Isparta siyasetinin önemli isimlerinden SDÜ öğretim görevlisi Suat Kolukırık, tarafından düzenlenen Akdeniz Toplantıları Barida Otel’de devam etti.

Geçtiğimiz genel seçimlerde AK Parti milletvekili adayı olan Kolukırık, toplumcu, paylaşımcı ve katılımcı bir anlayış ile Isparta siyasetine farklı bir renk kattı. Yoğun katılım ile gerçekleşen Akdeniz Toplantılarının bu ay ki konuğu ise AK Parti İstanbul milletvekili Metin Külük oldu.

Söyleşide Isparta’nın kendisi için çok ayrı ve özel bir yeri olduğunu söyleyen Külünk, kısır siyasetin Isparta’ya bir fayda getirmeyeceğini söyledi.

AK Parti’de ‘yeni Türkiye’ ile birlikte ‘yenilenme’ sürecinin yaşanacak olmasını ‘olağan ve kaçınılmaz bir gerçek’ olarak değerlendiren Milletvekili Külünk, Türkiye’de AK Parti’yle birlikte, ilk kez içeride ekonomik istikrar sağlandığını ve bu istikrar üzerinden de sosyal barış inşa edildiğini söyledi.

İşte AK Parti İstanbul Milletvekili Metin Külünk ile Akdeniz Toplantılarında dile gelenler;

Uluslararası ilişkilere dair ülkemiz bölge içerisinde konumlandırılırken, Lozan sonrası Türkiye’nin ötesine geçebilme girişimleri olsa da bu çabalar sürekli olarak akamete uğratıldı. Menderes ile akamete uğratıldı. Merhum Erbakan döneminde akamete uğratıldı. Özal zamanında akamete uğratıldı. Çok ağır bedeller ödettirildi bu insanlara. Çünkü Türkiye’nin dış politikası, Lozan ve 1948’de İsrail’in kuruluşuyla birlikte ‘Tel Aviv–Londra’ arasına ipotek edildi. Tel Aviv–Londra aksının dışında bir coğrafya, bir dünya tasavvuru eden kim varsa, ülke içinde engel olundu. Darbelerin aslında örtülü nedenlerinden birisi de budur: Yani Türkiye’ye onyıllardır hep ‘bir ayar’ çekilmiştir. Türkiye’yi kendi doğal genetiğine uygun tarif edenlerin adımları, darbeler üzerinden hep akamete uğratılmıştır. Türkiye’ye ‘Bu aksın dışına çıkmayacaksın!’ mesajı verilmiştir.
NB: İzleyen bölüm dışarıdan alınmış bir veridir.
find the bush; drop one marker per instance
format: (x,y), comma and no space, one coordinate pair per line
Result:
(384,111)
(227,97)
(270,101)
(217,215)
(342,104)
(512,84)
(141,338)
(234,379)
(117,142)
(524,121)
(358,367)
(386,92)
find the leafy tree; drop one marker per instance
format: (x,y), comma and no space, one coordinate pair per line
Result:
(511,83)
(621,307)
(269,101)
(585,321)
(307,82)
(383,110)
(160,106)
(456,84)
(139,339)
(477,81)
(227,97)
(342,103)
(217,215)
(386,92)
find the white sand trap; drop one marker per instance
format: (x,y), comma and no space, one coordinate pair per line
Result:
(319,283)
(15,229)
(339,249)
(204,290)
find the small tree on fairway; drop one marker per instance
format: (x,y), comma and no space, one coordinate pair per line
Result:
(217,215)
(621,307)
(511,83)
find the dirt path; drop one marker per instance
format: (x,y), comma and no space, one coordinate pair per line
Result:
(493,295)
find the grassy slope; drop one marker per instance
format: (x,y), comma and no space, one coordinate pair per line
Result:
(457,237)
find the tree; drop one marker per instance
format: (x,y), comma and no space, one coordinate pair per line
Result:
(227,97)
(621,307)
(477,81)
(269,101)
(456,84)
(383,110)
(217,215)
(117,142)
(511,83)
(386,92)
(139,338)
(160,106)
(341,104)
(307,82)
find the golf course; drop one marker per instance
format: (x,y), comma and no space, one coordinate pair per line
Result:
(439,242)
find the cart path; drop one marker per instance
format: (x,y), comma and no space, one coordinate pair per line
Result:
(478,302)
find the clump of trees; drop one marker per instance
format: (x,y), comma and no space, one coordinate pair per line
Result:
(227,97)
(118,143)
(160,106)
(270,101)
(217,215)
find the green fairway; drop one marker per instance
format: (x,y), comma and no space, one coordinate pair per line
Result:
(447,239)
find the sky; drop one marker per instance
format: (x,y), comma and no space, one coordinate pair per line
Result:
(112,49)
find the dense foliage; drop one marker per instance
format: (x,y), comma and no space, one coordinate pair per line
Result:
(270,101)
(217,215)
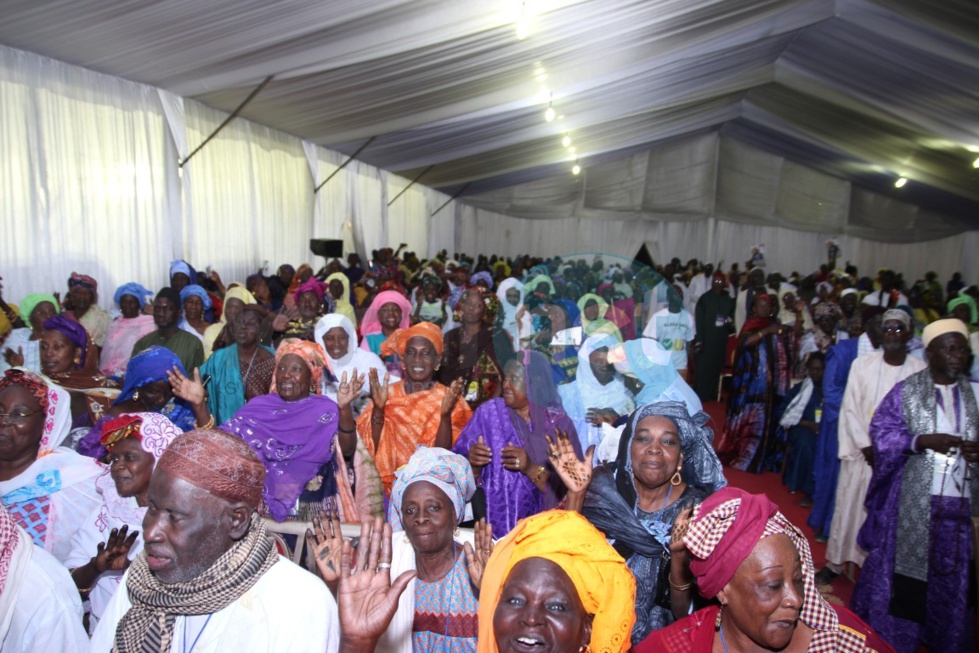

Bugün ise Türkiye’de AK Parti’yle birlikte, ilk kez içeride ekonomik istikrar sağlanmış ve bu istikrar üzerinden de sosyal barış inşa edilmiştir. Bireysel ve toplumsal refah, çağdaş normlara uygun olarak ve yeniden düzenlenmiştir. Türkiye’nin bu ortaya çıkan yeni görünümünde emek sahibi aktörlerden bir tanesi de sahip olduğu bilimsel ve siyasal donanımlarıyla Sayın Davutoğlu’dur. Biz bugünkü oluşan tabloyu 1970’lerde de konuşuyorduk ancak bu konuştuklarımız Ankara’da bir karşılık bulmuyordu. Bizler o yıllarda ‘kenar mahalle çocuğu’ olarak kabul ediliyorduk. Tayyip Erdoğan karakterindeki bir lider ise bizim bu düşüncelerimizi aldı ve Türkiye’de bir akla dönüştürdü. Bu anlamda Sayın Davutoğlu’nun Genel Başkanlığı ile beraber bu süreç istikrarlı bir şekilde devam edecektir.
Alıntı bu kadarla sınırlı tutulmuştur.